As our patient had a long history of uncontrolled Hepatitis C, the possibility of metastatic hepatocellular carcinoma was considered. In the United States, Hepatitis C is the most common cause of hepatocellular carcinoma [5]. Hepatitis C is known to lead to hepatocellular carcinoma by the mechanisms of chronic inflammation, cellular death and proliferation, and direct oncogenic potential [5]. However, hepatocellular carcinoma causing brain metastasis is relatively rare, with reported frequencies ranging from 0.2% to 2.2% at autopsy [6].

Cerebral abscesses are localized areas of suppuration that develop within the brain parenchyma [7]. They are known to occur following cranial trauma or surgery, direct extension from an existing infection, or via hematogenous seeding [8]. Location of cerebral lesions can be an important tool to discern the cause of the infection: otitis media and mastoiditis are associated with abscesses in the inferior temporal lobe and cerebellum, while infections of the frontal sinus, ethmoid sinus, and oral cavity are known to cause infectious lesions in the frontal lobe [7]. In our patient, the most likely mechanism is hematogenous seeding because he has multiple brain lesions, and due to the specific bacteria isolated from his abscesses [9].

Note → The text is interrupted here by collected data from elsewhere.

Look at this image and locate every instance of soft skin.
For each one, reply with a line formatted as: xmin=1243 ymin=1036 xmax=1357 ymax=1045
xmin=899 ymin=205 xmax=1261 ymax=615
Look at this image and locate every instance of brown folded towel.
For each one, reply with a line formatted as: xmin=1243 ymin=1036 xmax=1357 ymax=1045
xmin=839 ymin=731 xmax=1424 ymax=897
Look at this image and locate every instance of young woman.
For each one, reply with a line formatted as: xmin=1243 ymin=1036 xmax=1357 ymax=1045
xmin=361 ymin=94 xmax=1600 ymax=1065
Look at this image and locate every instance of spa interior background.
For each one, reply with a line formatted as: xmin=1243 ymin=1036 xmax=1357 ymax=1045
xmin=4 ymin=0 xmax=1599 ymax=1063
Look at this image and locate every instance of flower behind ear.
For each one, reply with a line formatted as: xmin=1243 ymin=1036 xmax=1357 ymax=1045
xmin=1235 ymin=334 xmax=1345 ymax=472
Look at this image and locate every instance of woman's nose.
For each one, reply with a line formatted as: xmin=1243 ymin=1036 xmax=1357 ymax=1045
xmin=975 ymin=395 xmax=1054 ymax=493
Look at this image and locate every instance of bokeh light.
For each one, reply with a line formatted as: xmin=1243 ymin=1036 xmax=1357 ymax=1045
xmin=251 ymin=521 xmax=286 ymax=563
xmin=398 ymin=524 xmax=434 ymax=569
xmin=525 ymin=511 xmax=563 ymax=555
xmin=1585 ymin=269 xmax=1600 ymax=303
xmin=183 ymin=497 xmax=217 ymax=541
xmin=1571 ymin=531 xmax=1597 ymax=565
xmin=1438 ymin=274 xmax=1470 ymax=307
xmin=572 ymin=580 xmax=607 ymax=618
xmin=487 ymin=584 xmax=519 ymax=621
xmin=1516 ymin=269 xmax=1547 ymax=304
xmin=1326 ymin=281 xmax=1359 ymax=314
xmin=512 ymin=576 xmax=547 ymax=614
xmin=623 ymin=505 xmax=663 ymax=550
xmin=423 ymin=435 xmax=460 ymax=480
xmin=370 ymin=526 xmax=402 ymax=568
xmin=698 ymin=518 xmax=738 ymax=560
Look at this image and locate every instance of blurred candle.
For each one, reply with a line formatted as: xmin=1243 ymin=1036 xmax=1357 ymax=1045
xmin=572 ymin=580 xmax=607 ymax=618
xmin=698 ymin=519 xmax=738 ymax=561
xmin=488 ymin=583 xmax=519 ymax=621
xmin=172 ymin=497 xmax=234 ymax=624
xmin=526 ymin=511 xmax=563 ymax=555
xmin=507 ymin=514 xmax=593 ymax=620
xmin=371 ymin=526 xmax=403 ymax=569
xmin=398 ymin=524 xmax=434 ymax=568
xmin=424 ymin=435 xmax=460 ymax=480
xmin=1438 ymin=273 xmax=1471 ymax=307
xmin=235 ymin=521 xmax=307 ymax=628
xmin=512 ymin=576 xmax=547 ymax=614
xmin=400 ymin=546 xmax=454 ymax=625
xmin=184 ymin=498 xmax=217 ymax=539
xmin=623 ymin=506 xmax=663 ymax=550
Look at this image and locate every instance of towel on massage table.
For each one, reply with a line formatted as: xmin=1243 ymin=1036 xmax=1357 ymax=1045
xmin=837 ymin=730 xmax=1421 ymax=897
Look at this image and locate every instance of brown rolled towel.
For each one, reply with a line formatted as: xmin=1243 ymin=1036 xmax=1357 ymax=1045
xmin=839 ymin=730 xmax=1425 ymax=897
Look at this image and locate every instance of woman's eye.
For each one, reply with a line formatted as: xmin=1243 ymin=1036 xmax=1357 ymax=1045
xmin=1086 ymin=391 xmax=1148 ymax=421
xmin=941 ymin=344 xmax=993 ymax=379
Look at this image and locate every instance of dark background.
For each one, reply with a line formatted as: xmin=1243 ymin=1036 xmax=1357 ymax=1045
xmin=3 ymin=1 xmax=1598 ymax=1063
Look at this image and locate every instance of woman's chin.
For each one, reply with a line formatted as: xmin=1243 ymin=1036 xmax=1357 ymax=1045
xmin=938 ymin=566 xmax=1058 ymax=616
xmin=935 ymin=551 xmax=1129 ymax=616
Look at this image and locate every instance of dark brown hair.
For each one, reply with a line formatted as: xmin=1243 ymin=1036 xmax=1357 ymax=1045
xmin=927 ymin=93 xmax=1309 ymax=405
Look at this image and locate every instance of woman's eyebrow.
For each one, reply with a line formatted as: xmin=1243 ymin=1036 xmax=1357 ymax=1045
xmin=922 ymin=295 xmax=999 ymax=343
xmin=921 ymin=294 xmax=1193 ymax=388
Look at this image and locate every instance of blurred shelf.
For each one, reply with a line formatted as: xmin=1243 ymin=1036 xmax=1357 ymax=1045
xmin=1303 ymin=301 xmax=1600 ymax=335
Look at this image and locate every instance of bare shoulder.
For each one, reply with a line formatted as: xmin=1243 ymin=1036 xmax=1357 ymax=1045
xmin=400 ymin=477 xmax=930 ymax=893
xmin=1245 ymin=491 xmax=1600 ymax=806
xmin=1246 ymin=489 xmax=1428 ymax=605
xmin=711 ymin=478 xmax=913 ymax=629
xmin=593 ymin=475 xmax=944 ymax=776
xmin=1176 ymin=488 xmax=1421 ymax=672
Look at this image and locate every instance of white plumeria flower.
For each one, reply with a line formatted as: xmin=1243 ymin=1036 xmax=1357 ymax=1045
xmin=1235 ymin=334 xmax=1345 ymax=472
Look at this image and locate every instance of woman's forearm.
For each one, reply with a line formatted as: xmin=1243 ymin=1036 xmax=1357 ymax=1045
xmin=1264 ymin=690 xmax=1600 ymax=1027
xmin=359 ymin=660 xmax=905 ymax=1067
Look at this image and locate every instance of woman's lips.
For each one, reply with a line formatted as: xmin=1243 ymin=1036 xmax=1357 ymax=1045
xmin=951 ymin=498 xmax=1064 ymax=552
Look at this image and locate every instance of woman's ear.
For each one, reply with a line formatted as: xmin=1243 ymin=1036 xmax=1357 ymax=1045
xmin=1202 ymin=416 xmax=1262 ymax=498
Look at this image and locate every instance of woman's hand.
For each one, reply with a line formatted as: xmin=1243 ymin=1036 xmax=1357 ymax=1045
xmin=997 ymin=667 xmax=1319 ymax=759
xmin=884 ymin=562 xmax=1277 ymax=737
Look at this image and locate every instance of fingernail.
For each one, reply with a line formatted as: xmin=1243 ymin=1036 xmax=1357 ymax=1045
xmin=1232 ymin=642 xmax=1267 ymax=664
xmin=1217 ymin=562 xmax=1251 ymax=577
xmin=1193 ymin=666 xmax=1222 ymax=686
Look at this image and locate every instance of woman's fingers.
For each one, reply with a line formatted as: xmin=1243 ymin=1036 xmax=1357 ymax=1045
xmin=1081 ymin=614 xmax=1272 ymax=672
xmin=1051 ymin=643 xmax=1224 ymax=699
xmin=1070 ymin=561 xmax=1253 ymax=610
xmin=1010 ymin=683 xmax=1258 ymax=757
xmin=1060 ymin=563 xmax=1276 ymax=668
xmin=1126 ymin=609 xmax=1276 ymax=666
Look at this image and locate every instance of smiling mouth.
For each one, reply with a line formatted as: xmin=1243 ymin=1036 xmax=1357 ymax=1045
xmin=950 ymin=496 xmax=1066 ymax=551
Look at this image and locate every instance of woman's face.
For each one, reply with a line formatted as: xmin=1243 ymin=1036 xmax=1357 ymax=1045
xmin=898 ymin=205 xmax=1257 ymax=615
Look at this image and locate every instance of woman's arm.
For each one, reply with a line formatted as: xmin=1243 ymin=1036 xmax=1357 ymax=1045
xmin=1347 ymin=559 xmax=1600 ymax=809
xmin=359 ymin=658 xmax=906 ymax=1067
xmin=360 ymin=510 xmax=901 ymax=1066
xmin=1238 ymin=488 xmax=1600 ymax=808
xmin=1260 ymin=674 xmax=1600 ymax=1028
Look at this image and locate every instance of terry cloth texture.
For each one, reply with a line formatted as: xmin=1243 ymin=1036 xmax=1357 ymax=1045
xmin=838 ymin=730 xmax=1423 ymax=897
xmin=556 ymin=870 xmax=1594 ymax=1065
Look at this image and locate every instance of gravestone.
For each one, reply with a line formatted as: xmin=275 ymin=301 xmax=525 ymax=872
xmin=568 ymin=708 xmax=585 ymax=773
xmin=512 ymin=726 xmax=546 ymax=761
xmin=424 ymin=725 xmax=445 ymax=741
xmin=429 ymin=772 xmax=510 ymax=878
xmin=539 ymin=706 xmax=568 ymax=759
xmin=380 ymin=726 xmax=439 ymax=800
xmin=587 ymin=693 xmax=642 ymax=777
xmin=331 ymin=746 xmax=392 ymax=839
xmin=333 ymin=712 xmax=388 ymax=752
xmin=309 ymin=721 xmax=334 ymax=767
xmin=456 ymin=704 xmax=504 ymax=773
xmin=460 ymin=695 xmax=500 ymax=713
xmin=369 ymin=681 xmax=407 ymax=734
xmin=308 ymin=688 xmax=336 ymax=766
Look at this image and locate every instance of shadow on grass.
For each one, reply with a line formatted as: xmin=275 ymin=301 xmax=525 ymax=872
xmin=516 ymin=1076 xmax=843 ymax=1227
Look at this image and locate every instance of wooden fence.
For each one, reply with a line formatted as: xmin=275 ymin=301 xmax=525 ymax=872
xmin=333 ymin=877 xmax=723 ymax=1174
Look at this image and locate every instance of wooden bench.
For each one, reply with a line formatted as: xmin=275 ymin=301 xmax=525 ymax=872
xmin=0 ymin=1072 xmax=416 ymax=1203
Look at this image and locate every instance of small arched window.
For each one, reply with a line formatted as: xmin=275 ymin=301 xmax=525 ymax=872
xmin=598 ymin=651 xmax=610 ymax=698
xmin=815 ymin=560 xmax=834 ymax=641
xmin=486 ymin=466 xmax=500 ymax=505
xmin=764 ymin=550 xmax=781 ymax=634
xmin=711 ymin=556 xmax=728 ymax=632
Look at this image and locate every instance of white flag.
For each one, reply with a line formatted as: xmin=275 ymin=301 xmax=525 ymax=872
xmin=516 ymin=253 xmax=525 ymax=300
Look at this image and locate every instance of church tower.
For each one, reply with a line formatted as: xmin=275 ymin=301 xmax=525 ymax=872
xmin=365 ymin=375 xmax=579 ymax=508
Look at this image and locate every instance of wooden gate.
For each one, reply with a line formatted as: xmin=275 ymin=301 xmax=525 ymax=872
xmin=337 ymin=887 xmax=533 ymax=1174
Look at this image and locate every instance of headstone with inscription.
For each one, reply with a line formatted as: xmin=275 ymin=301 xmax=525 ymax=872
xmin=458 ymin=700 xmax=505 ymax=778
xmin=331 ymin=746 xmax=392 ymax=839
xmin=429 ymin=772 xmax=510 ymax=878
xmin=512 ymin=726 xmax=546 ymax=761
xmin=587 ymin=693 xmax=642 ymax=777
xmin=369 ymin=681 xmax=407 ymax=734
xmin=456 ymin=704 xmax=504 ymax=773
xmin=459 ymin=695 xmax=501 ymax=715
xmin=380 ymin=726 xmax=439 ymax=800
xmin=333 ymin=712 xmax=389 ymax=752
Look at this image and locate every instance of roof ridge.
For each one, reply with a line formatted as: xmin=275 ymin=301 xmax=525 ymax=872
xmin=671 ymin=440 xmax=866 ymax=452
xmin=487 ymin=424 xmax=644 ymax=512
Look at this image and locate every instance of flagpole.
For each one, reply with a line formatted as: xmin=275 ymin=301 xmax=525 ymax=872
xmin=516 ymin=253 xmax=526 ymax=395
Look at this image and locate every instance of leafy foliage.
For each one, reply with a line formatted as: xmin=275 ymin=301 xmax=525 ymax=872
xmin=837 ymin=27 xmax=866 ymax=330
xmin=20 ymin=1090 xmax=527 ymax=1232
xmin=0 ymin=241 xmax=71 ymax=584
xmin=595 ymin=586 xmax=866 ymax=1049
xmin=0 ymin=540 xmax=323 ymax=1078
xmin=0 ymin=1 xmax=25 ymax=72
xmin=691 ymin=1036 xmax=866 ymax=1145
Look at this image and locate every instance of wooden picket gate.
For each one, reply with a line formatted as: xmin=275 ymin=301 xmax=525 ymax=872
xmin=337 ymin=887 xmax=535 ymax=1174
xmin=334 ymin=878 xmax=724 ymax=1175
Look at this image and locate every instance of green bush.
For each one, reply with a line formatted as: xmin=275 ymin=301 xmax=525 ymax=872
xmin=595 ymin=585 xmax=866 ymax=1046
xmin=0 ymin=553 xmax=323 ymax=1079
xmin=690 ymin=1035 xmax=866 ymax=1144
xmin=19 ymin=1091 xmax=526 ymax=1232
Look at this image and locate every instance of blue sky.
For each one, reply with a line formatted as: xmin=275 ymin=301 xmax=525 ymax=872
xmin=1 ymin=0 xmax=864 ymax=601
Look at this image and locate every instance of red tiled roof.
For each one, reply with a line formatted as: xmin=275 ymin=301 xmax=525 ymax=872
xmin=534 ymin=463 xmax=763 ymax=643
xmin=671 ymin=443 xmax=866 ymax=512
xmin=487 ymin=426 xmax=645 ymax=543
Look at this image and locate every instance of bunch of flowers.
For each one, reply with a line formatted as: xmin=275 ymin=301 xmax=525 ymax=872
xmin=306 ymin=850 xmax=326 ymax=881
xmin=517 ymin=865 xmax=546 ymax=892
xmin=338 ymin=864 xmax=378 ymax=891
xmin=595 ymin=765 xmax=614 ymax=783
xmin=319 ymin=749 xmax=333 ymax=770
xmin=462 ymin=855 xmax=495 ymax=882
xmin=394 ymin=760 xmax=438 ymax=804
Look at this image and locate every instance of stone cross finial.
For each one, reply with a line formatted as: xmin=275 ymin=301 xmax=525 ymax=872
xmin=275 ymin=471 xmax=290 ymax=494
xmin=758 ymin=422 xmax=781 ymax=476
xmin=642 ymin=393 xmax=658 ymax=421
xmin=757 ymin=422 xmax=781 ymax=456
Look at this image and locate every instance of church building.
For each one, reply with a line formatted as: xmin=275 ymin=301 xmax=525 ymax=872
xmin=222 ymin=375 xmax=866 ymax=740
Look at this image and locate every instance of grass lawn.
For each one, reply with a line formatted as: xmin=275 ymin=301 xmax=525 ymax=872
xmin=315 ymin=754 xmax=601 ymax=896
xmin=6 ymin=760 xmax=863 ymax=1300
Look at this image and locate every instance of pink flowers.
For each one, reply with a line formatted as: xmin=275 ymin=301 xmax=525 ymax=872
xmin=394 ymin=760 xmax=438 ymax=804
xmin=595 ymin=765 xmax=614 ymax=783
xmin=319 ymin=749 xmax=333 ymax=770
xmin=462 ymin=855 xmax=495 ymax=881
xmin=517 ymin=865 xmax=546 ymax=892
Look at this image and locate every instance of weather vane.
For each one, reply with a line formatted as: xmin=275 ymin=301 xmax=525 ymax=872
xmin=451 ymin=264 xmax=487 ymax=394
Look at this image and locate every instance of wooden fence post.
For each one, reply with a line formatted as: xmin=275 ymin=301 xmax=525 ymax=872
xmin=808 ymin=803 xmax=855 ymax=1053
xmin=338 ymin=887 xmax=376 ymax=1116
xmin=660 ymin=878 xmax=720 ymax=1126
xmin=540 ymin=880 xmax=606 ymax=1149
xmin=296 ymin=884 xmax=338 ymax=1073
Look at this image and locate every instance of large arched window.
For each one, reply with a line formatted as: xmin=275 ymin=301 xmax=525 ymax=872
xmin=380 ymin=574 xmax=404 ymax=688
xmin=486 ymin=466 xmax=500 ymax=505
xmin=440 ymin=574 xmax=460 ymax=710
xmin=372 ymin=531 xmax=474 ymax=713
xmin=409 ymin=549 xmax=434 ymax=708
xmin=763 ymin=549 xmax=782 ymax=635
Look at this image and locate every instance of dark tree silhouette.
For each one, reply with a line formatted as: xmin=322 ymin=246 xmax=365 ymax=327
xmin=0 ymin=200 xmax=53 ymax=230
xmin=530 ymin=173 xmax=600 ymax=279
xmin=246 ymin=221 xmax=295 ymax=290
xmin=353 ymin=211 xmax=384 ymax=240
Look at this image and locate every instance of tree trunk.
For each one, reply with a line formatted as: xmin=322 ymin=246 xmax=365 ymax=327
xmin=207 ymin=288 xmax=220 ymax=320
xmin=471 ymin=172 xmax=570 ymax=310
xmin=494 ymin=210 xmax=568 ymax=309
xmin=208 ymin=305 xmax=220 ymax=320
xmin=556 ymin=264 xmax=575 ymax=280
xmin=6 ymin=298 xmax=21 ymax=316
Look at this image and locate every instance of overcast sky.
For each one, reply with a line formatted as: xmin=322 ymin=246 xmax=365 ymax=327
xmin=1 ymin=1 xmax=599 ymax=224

The most common bacteria found in cerebral abscesses are Viridans streptococci, and Staphylococcus aureus [10]. Classically, Viridans streptococci are associated with dental infections, while S. aureus is associated with skin infections and intravenous drug use. Our patient's history of dental procedures and finding of Viridans streptococci align. However, in an immunocompromised host such as our patient, a multitude of organisms are possible, including fungi [11]. The medications causing immunosuppression in our patient are infliximab and prednisone, which are associated with cerebral infections caused by Toxoplasma gondii [12], Listeria monocytogenes [13], Nocardia spp.[14], and Aspergillus spp.[15], and many other pathogens. Following treatment for cerebral abscess for a patient on immunosuppression, there is often debate on the safety of restarting immunomodulating medications. In patients with severe autoimmune disease requiring immunomodulators, several authors have advocated for restarting the immune modulating medication in addition to a chronic suppressive antibiotic [16]. In our patient, however, immunomodulators were not restarted, and the patient has not developed signs of Crohn's disease recurrence.

Figure 2

1 month postoperative Head CT, showing a rim-enhancing right frontal 1.7 x 1.4 cm lesion, located at the gray-white matter junction with expected post-surgical changes following right frontal craniotomy. Preoperative images are not available.

Conclusions

In a patient with a history of immunosuppression and a recent dental procedure presenting with focal neurologic signs and fever, cerebral abscess should be at the top of the differential diagnosis.

Consent

Written informed consent was obtained from the patient for publication of this case report and any accompanying images. A copy of the written consent is available for review by the Editor-in-Chief of this journal.

Authors' Contributions

DC prepared the abstract, introduction, and discussion. RW collected the case information and assembled the case report.